I’m working in 3D Slicer to place landmarks on 3D meshs.
I would like to apply something like the figure 1. A of this paper in 3D, involving projection and landmark as a geometric construction. What is the best way to display a grid for placing landmarks accurately?
These types of geometrically constructed landmarks are more tricky to do in 3D. In 2D you standardize the orientation prior to taking the picture and then you lay the grid.
Standardizing the orientation in 3D usually requires a template and registration.
Regardless of the challenges you should be able to do all of those in Slicer with little bit python scripting. I didn’t read the paper in detail, but if you have reference LMs that define those lines, you would being with placing those. Of course in 3D part line connecting those pair of landmarks might end up inside the mesh, so you might have to project onto the axis where you want to create the semi-landmark.

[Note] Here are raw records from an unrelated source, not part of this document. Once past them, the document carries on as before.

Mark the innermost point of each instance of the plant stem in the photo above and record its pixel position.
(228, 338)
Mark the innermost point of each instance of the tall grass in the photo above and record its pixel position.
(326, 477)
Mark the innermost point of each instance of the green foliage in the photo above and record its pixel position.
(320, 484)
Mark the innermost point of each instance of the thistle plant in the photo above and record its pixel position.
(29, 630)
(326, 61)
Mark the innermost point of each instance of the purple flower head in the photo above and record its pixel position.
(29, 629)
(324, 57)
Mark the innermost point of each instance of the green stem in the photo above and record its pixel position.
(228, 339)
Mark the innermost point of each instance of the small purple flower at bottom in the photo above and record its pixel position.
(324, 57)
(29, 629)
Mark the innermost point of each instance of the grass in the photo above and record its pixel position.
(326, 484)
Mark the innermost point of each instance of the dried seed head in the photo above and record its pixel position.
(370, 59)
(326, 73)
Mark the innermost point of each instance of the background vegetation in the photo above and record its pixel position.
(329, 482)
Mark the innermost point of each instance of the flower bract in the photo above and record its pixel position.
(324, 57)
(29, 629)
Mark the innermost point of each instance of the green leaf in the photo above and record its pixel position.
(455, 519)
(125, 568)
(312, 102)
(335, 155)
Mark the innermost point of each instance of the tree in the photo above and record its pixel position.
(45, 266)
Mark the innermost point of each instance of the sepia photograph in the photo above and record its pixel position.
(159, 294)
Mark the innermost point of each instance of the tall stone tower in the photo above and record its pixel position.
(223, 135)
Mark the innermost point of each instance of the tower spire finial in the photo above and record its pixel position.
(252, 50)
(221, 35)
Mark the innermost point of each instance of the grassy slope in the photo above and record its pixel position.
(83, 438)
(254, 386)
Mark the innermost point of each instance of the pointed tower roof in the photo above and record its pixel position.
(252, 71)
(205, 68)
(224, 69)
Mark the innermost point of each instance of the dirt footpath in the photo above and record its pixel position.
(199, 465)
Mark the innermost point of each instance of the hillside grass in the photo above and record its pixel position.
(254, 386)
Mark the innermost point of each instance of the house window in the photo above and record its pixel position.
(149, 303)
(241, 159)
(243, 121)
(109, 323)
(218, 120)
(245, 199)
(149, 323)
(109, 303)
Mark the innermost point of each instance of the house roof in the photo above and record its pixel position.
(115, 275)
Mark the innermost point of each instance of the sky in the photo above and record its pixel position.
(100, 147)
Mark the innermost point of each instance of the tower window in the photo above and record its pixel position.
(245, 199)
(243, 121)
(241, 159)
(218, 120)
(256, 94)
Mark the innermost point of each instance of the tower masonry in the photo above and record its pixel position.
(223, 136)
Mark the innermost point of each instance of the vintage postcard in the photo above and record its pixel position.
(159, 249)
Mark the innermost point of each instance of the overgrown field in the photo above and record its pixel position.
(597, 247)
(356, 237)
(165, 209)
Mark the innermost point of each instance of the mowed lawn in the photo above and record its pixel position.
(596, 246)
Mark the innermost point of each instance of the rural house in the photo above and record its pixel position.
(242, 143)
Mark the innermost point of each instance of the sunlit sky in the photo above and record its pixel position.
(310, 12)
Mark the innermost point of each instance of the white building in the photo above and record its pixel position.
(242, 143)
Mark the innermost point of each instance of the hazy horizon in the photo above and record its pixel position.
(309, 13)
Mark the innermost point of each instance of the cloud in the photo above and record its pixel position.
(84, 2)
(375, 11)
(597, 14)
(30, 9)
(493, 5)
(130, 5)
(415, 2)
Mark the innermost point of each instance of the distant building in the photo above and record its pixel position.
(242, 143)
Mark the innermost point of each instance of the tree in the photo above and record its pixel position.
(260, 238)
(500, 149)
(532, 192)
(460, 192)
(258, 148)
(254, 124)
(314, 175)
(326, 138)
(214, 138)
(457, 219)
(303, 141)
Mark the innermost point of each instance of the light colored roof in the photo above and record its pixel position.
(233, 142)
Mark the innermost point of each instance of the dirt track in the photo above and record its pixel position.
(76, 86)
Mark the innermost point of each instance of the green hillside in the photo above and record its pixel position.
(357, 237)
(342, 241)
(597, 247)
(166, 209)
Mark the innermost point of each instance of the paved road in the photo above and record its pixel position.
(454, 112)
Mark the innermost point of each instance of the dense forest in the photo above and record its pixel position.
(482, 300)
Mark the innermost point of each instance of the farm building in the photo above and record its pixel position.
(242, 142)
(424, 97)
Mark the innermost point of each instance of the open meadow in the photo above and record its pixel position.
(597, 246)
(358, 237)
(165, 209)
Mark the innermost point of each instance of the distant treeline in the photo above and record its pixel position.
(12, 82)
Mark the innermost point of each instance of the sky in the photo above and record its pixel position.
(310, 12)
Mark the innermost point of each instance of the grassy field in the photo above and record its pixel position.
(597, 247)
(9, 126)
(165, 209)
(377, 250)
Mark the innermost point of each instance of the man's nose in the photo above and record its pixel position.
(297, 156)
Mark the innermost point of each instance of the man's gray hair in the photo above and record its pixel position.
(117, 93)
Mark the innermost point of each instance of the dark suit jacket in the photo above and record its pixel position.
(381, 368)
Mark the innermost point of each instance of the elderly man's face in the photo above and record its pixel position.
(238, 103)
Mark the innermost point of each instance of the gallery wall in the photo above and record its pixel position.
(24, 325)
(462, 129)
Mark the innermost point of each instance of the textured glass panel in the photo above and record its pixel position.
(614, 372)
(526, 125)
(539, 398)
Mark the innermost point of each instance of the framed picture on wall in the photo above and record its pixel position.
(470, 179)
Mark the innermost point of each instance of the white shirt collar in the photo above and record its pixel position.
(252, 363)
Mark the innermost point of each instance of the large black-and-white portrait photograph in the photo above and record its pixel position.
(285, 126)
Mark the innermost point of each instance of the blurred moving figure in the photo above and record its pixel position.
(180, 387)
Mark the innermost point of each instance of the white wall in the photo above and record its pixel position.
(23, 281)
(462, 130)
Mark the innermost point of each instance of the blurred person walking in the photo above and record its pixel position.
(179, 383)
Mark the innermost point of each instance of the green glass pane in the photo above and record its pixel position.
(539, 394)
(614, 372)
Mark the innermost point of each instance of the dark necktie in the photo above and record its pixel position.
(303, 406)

We are trying both fewer points (like the hereabove cited study) and high density patches by subsampling the surface with pseudolandmarks then backtransfer them to other meshes as semilandmarks with the R software. We only rely on 3D slicer for ‘standard’ points position and to ‘register’ specimens in R.
I had a look to SlicerMorph module earlier but we build an alternative efficient way in R.
The only problem is to standardize then the grid I want to have as a reference to geometrically link the points… Maybe there’s a way to show a grid on the surface mesh than I can locally align with the most accurate orientation or something alike.
Thank you so much.
It’s working. However, the grid minimal spacing is 1 mm and some of our models are about 2-3 mm and we would like to have something like 0.5-0.2 µm.
Is it feasible ?
Sorry if it is too basic…
Best.
You can use a trick, first create scaling transform in which diagonals are like 100 100 100 (meaning all axes are scaled by 100). Then create an empty pointList markup up object. Place both markup object and your model under this scaling transform.
Then proceed as before. Once you are done, take model and pointList object out of transform, and the coordinates should be now in the original scale.